Giter Club home page Giter Club logo

lobster-tutorial's Introduction

Introduction

This repo provides the code for a basic tutorial showcasing the use of lobster with a non-CMSSW based program. It is assumed that you already have a working lobster installation and understand the basics of how to setup and configure a lobster job.

Setup and Usage

First we need to checkout the repo from github:

cd ~/Public
git clone https://github.com/Andrew42/lobster-tutorial.git

Next we need to activate our CMS environment in order to use lobster:

cd ~/path/to/some/release/CMSSW_X_Y_Z
cmsenv

Finally, we activate our VOMS proxy and the lobster virtual environment:

voms-proxy-init -voms cms -valid 192:00
source ~/.lobster/bin/activate.csh # or activate.sh if in a bash environment

Now we should be good to run the example:

cd ~/Public/lobster-tutorial
lobster process lobster_config.py

Description

Running lobster with a non-CMSSW executable is not very different from using lobster normally. The setup of the StorageConfiguration object should be largely unchanged:

tstamp = datetime.datetime.now().strftime('%Y%m%d_%H%M')
storage = StorageConfiguration(
    input=[
        "file://~$USER/Public/lobster-tutorial",
    ],
    output=[
        "hdfs://eddie.crc.nd.edu:19000/store/user/$USER/diceRolling/test/testing_{tstamp}".format(tstamp=tstamp),
    ],
    disable_input_streaming = True
)

The main caveat to keep in mind is that when lobster passes the filenames to your job they might be prefixed with a file transfer protocol identifier, e.g. file:, which should be accounted for in your code in order to properly read the file.

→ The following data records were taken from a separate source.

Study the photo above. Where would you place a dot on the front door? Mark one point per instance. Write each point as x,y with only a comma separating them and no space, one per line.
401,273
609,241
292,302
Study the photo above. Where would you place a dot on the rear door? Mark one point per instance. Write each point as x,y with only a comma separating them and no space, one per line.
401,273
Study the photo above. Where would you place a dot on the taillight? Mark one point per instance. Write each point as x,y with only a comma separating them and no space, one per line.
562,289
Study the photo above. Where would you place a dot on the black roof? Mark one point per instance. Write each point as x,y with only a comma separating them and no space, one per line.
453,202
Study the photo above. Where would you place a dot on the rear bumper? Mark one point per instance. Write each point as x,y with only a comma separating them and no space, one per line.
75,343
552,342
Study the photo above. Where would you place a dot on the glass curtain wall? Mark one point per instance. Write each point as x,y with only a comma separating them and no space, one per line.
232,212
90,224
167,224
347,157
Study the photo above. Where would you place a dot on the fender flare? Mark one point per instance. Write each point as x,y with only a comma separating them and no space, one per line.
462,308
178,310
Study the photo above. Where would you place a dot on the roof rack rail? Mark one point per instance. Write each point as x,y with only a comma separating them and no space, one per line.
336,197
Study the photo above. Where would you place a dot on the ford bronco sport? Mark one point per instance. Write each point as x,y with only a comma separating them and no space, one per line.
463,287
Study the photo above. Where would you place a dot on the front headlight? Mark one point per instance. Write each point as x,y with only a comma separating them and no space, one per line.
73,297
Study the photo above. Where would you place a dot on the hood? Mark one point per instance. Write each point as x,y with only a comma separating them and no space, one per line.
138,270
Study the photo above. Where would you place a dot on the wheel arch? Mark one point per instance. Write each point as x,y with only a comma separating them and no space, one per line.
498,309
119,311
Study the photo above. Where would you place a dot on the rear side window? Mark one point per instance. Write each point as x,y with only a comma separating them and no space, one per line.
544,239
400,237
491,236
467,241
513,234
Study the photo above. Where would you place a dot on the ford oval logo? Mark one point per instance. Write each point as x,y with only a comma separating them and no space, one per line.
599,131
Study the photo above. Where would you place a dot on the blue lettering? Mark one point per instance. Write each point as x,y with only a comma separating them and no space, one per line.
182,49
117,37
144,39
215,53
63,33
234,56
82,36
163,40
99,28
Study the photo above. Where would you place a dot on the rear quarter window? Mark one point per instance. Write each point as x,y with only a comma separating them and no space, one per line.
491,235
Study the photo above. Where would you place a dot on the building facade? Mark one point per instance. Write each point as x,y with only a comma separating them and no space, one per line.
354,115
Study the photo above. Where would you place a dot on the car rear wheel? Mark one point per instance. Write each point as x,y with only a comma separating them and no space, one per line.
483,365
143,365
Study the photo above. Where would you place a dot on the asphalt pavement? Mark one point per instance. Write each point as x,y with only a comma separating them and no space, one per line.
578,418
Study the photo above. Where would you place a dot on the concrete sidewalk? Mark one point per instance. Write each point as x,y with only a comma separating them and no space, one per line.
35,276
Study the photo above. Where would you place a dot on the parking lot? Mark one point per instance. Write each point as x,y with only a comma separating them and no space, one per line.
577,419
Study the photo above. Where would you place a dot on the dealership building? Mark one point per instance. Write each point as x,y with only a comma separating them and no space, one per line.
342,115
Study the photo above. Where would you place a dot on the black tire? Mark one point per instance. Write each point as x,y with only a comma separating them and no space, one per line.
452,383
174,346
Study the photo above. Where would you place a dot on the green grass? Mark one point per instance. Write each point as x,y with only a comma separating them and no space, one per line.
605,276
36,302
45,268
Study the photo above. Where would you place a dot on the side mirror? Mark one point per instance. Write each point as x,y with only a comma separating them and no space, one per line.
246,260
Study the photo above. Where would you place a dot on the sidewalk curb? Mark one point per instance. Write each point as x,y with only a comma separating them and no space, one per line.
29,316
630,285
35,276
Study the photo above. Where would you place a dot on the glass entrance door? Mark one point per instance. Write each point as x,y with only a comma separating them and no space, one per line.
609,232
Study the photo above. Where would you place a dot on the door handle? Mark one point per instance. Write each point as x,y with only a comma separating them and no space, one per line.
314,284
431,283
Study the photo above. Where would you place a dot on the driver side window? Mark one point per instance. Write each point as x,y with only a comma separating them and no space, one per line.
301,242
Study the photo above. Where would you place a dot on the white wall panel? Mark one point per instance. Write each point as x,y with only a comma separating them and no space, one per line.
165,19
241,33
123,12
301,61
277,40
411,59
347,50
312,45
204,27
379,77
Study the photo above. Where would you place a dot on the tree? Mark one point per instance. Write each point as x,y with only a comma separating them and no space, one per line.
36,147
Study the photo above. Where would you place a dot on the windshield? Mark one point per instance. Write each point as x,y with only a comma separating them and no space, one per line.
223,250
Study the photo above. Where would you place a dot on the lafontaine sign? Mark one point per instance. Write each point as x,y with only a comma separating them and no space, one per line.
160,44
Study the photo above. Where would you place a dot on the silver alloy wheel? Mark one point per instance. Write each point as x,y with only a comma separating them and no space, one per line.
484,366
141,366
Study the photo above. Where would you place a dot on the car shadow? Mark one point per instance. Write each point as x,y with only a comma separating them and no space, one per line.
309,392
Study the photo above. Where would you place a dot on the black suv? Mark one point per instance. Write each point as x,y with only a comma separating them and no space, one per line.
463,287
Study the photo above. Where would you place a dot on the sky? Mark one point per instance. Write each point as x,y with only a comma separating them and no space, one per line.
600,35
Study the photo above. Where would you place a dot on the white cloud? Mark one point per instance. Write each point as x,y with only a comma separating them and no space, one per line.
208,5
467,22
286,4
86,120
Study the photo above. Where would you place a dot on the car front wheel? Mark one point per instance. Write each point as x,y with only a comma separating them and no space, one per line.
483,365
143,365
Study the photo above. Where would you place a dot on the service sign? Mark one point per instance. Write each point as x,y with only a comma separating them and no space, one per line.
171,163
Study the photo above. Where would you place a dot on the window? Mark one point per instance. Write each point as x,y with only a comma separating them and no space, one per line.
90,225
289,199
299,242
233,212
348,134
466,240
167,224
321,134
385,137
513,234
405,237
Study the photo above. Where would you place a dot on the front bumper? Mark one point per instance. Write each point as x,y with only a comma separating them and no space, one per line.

For non-CMSSW jobs you will almost always be using the plain Dataset object, where you will be specifying all the files and/or directories you want lobster to process. The list object passed to files can contain paths to individual files, or it can be paths to directories containing all the files you wish to run over. The patterns argument can then be used to help make sure that lobster only processes the types of files you want from a given directory. Finally, the files_per_task option will tell lobster how many files should be grouped together in a single task.

dataset=Dataset(
    files=['inputs/test_inputs_{tstamp}'.format(tstamp=tstamp)],   # This needs to be relative to the input path specified in your StorageConfiguration
    patterns=['*.txt'],
    files_per_task=1
)

Keep in mind that this means that the smallest unit of work that lobster can process at a time this way is a single file. So if your inputs aren't split up over a sufficient number of files, you may not be able to to take full advantage of the benefits that batch computing provides.

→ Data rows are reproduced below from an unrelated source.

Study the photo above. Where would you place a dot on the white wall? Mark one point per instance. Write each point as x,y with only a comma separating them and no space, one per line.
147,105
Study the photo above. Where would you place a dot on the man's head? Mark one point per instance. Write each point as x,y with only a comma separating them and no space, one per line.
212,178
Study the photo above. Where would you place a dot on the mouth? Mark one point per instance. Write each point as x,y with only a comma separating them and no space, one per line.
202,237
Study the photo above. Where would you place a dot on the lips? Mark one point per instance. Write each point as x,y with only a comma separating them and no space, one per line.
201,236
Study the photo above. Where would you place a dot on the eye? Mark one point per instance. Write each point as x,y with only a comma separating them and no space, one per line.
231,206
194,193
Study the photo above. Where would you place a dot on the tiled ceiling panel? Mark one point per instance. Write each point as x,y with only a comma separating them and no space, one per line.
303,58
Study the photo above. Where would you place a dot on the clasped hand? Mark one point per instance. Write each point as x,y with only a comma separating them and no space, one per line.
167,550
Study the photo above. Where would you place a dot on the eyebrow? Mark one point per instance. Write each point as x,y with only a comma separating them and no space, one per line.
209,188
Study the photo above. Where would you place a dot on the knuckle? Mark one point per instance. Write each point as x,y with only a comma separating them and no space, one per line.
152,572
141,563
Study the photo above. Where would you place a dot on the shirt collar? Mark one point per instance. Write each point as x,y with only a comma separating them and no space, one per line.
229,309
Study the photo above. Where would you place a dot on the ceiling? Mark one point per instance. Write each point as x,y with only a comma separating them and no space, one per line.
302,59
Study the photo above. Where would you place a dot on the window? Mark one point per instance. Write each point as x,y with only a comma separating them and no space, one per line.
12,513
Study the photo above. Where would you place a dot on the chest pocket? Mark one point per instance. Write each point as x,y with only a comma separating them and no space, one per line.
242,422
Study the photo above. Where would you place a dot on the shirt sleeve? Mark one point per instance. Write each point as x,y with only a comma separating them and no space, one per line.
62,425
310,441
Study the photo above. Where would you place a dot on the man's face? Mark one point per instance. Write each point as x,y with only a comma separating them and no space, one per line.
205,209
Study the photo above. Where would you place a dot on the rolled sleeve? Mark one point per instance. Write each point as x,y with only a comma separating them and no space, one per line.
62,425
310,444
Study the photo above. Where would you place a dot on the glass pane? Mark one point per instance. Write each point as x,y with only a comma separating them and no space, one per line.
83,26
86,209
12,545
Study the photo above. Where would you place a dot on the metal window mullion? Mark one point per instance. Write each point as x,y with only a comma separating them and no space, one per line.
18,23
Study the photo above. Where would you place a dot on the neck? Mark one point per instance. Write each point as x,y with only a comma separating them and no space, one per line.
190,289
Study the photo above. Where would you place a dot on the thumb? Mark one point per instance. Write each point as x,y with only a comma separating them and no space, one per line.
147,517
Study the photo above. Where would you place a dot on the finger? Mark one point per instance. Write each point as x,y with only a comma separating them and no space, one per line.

Note: Currently there is a bug in the way dependent workflow tasks update their expected number of remaining units to process. As a result of this the files_per_task argument of all parent datasets must be set to 1, otherwise the dependent workflow will get stuck in an endless loop of failing to create tasks due to insufficient units from the parent dataset. If none of your workflows involve a ParentDataset then you can safely set files_per_task to any value you wish.

The most significant difference from how a normal lobster configuration might be setup is that for non-CMSSW jobs you will generally need to specify all the non-CMSSW code required to run your job. This is done through the extra_inputs argument of the Workflow class:

GIT_REPO_DIR = subprocess.check_output(['git','rev-parse','--show-toplevel']).strip()
extra_inputs = [
    os.path.join(GIT_REPO_DIR,"python/Dice.py"),
    os.path.join(GIT_REPO_DIR,"python/the_job.py"),
    os.path.join(GIT_REPO_DIR,"python/merge_results.py")
]

A key thing to keep in mind here is that when lobster copies the extra inputs to the worker to run your job, it won't preserve the directory structure of whatever original location you got the extra inputs from. So in the above example, the three extra input files: Dice.py, the_job.py, and merge_results.py won't be located in a subdirectory called python when the remote worker tries to run your job. Instead they will all be located in the top level directory of the task working area. This means that if your code import statements assume some sort of directory structure, that being all in the same top-level directory won't break the imports.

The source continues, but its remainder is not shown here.